Mafia, la Cassazione annulla la sentenza di condanna a Bruno Contrada

Annullata la sentenza di condanna per Bruno Contrada, l’ex 007 che ha finito di scontare una condanna a dieci anni per concorso esterno in associazione mafiosa. La Corte di Cassazione ha annullato senza rinvio l’ordinanza emessa lo scorso ottobre dalla Corte d’appello di Palermo che aveva dichiarato inammissibile il ricorso con cui si chiedeva la revoca della sentenza di condanna per concorso esterno in associazione mafiosa a carico dell’ex numero due del Sisde Bruno Contrada. La decisione dei giudici con l’ermellino è arrivata nella tarda serata di ieri. La Cassazione, come si legge nel provvedimento, dichiara «ineseguibile e improduttiva di effetti penali la sentenza emessa nei confronti di Contrada dalla Corte di appello di Palermo in data 25 febbraio 2006, irrevocabile in data 10 maggio 2007».

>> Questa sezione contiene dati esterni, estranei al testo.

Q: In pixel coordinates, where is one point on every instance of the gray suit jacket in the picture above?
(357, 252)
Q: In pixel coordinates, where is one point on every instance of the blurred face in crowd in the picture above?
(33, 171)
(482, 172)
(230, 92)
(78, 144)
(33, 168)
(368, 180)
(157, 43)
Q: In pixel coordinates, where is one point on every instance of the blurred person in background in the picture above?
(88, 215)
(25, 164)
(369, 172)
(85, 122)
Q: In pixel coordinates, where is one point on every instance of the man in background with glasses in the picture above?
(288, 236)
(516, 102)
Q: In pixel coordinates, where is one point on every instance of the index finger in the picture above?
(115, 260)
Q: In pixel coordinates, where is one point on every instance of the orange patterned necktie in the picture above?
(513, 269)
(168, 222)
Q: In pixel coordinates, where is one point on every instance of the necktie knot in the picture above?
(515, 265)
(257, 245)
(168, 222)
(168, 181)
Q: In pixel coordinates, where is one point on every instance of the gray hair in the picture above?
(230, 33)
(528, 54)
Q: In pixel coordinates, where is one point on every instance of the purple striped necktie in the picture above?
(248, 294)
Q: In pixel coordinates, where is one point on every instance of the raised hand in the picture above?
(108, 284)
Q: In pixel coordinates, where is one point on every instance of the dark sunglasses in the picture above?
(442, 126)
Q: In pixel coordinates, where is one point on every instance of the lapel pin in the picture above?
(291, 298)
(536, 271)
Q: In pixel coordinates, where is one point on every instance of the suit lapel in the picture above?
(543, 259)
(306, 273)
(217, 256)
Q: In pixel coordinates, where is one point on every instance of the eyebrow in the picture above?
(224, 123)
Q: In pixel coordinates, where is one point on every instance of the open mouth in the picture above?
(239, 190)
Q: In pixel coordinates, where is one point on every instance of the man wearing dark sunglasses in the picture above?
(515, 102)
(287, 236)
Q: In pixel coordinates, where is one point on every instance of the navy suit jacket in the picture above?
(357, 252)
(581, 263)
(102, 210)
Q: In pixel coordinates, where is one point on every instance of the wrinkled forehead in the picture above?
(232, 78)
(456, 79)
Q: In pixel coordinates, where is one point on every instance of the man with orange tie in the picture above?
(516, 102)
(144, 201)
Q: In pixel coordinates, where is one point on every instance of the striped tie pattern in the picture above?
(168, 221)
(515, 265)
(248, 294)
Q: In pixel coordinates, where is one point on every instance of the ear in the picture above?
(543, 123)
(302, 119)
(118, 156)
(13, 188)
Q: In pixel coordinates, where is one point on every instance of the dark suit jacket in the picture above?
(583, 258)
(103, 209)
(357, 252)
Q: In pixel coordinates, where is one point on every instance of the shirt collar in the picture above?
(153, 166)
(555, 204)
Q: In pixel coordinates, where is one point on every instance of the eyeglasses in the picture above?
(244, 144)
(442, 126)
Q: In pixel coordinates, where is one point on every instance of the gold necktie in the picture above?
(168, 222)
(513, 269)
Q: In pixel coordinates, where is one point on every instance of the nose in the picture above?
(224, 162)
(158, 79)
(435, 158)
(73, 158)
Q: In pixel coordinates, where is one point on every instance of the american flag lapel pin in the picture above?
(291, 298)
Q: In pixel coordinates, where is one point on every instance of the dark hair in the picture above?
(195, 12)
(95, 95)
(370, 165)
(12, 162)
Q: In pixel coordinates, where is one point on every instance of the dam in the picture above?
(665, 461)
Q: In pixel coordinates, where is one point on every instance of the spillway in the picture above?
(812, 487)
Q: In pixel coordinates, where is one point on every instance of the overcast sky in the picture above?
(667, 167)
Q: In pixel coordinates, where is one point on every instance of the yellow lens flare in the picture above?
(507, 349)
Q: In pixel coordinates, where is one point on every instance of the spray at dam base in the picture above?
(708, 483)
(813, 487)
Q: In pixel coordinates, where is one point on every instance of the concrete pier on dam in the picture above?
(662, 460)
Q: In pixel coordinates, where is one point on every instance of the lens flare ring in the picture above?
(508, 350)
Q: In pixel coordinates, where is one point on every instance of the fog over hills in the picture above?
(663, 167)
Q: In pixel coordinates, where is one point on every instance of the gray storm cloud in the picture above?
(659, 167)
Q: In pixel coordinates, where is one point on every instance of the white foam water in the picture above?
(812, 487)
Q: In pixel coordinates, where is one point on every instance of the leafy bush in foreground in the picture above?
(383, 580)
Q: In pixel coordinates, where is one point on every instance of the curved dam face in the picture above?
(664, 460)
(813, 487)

Bruno Contrada: «Non mollerò mai»

L’istanza di revoca era stata presentata dal difensore di Contrada, l’avvocato Stefano Giordano in virtù della decisione della Corte europea dei diritti dell’Uomo che, nel 2015, aveva stabilito che l’ex poliziotto non avrebbe dovuto essere condannato: il reato di concorso esterno in associazione mafiosa, negli anni in cui venne contestato all’imputato, infatti, non sarebbe stato codificato in maniera sufficientemente chiara, secondo i giudici della Corte europea. Per i giudici della corte d’appello di Palermo invece, come si leggeva nell’ordinanza adesso annullata, «la situazione venutasi a creare a seguito della pronuncia da parte della corte Edu si fonda su un’interpretazione comunitaria di fatto incompatibile con l’ordinamento giuridico italiano». «Ancora una volta con argomentazioni apodittiche – aveva commentato l’avvocato Giordano – lo Stato italiano si sottrae all’esecuzione delle statuizioni della Corte europea dei diritti dell’uomo violando così palesemente obblighi internazionali e pattizi. Chiederemo che si pronuncino le sezioni unite della Cassazione». Ma oggi la novità. Lo scorso autunno, Contrada aveva detto: «Lotterò per avere giustizia finché avrò fiato, non mollo. Non mollerò mai. Non posso permettere che io muoia e lasciare ai miei figli e ai miei nipoti un nome infangato. Non posso mollare perché voglio avere giustizia».